Our Ice Cream Social



Our summer program tradition is to make vanilla ice cream in plastic bags on the final day of each of our two-week sessions. You can find more precise recipes around the internet, but you essentially mix half-n-half, sugar and vanilla in a small plastic bag, zip it shut, then put it in a larger plastic bag full of ice and rock salt, zip that shut, then squish the whole thing around vigorously for 10 minutes or so.


Sometimes the kids really get into it, sometimes they rely on the adults to shake it up.


It doesn't matter because it's an ice cream social, a perfect way to end our time together. There are always other things to do around the playground while we make ice cream. For instance, we were erupting the paper mache volcano we made last week right there a few feet away, but 25 of the 30 kids chose to instead focus on the making of that ice cream. This is something of which they wanted to be a part. They didn't all shake or squish or punch at it, but they sure wanted to be there as ice cream was created.
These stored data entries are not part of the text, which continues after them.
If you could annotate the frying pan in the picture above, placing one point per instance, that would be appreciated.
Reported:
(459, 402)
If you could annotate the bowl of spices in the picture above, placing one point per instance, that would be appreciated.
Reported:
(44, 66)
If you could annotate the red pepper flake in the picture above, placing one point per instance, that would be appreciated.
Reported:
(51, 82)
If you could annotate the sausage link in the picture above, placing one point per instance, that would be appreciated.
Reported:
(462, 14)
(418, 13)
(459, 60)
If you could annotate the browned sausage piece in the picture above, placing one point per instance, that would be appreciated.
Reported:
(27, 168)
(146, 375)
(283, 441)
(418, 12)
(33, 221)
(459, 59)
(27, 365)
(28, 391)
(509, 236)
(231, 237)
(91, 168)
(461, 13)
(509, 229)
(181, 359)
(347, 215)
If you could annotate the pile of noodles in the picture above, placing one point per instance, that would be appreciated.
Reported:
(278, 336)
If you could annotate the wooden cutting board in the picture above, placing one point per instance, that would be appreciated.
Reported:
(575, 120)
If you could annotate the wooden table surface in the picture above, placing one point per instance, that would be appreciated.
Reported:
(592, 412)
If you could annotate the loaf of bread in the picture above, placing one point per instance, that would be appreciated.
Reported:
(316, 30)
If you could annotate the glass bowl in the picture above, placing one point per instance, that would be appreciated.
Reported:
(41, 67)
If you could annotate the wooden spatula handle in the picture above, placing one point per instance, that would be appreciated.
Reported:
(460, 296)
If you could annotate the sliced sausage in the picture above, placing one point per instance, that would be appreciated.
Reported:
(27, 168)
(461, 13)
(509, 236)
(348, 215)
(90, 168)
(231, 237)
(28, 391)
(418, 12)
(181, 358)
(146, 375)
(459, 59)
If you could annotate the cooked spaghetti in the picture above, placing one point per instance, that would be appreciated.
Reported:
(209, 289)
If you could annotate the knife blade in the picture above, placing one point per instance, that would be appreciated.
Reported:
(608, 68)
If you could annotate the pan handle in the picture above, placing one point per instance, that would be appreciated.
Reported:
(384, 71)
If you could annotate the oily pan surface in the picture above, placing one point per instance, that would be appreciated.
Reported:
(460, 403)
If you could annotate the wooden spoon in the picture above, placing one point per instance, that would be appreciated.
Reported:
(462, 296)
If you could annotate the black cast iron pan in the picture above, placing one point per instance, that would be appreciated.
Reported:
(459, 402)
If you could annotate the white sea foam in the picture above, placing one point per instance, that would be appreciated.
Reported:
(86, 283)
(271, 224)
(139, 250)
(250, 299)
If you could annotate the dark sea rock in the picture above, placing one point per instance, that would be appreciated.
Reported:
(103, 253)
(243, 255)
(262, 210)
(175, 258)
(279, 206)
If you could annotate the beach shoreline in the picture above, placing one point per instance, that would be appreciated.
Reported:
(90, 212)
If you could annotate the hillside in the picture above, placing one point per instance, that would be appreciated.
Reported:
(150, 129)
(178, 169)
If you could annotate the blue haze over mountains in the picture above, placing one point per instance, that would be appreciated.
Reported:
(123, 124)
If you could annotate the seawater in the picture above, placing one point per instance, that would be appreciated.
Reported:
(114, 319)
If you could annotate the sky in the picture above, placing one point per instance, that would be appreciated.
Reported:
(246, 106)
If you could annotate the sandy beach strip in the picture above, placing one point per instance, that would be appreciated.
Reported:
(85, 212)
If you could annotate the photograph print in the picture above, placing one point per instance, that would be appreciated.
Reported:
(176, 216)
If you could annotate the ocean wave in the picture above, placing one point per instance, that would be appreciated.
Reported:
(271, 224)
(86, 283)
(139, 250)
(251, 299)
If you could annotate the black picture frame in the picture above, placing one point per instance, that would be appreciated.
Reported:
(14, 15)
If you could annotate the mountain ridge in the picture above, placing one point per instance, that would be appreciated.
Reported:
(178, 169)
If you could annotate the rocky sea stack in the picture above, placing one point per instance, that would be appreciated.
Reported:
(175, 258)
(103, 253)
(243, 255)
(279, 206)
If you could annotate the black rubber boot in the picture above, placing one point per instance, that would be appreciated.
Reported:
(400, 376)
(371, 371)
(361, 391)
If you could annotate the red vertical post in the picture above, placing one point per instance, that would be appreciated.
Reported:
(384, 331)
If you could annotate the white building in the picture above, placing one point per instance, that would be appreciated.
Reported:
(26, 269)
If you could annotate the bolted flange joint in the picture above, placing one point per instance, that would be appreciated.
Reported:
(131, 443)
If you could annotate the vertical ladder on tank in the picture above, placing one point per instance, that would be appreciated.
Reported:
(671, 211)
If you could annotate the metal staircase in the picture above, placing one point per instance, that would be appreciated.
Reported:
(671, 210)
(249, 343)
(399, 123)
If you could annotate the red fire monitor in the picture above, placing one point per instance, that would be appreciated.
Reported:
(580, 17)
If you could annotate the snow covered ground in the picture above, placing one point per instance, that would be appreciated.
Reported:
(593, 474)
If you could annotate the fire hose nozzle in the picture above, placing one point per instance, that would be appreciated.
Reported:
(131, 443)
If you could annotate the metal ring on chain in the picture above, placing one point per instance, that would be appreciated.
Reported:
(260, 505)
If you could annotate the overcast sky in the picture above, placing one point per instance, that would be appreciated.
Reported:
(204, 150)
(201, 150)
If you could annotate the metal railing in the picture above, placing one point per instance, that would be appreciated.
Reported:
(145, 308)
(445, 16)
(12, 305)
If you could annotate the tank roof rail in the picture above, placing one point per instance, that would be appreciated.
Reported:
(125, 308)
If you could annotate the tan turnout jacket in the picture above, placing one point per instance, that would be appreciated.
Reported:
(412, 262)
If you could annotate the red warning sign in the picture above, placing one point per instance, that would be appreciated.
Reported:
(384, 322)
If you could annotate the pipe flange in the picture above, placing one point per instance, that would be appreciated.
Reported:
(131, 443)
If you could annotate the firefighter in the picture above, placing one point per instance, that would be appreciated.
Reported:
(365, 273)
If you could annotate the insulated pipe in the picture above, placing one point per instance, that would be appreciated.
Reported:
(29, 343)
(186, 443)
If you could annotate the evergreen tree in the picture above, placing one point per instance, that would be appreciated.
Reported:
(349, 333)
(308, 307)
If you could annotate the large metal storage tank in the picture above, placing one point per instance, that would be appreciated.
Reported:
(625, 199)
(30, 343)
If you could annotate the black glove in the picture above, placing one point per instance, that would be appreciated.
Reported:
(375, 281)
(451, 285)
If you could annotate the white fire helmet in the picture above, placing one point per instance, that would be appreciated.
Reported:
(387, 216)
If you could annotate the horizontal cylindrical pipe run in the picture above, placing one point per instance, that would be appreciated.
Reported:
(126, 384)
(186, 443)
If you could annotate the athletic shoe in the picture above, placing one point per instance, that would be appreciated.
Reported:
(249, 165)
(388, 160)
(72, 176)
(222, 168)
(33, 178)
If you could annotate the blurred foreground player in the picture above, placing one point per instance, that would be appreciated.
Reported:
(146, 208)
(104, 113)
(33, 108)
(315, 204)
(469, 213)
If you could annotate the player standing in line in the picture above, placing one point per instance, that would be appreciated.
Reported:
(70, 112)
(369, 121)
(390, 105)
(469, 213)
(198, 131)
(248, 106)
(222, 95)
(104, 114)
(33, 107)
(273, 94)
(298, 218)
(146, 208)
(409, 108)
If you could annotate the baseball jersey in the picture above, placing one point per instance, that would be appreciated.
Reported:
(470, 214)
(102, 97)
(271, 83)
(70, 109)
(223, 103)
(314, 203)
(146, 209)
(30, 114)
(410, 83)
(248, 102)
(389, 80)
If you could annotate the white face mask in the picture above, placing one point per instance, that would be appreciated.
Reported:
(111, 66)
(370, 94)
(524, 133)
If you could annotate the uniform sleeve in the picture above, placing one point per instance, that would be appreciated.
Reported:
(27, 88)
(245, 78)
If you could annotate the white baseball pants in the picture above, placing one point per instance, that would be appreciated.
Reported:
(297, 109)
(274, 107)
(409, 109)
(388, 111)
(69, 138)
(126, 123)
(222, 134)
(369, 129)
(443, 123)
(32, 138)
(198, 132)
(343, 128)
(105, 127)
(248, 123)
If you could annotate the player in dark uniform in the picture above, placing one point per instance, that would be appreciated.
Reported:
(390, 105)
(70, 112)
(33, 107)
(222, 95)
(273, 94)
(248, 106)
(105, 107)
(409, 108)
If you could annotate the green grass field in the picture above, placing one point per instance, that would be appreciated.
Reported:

This session, a few parent-teachers finished the project, creating actual ice cream, as opposed to the "milk shake" we usually wind up making.


It feels like a celebration, all of us coming together around a common project, a big one, one that results in ice cream. I wrote last week about how one is almost always in "first week" mode during these summer sessions with their ever-changing rosters, but you know, that's how life often is: people coming together for a day or a week or for the duration of a project, making things happen, then dispersing back into the rest of their lives. Our summer sessions are exactly that. We spend a few days feeling things out, figuring out the other kids and the things we can do with them. It took the two full weeks, but by the time we were making ice cream we had accomplished what we had set out to do. For me it was forming a community while for the children it was about finding their place in this community of their own creation.


We celebrated even as some of the children were leaving Woodland Park for the last time. We celebrated because we did what humans are meant to do.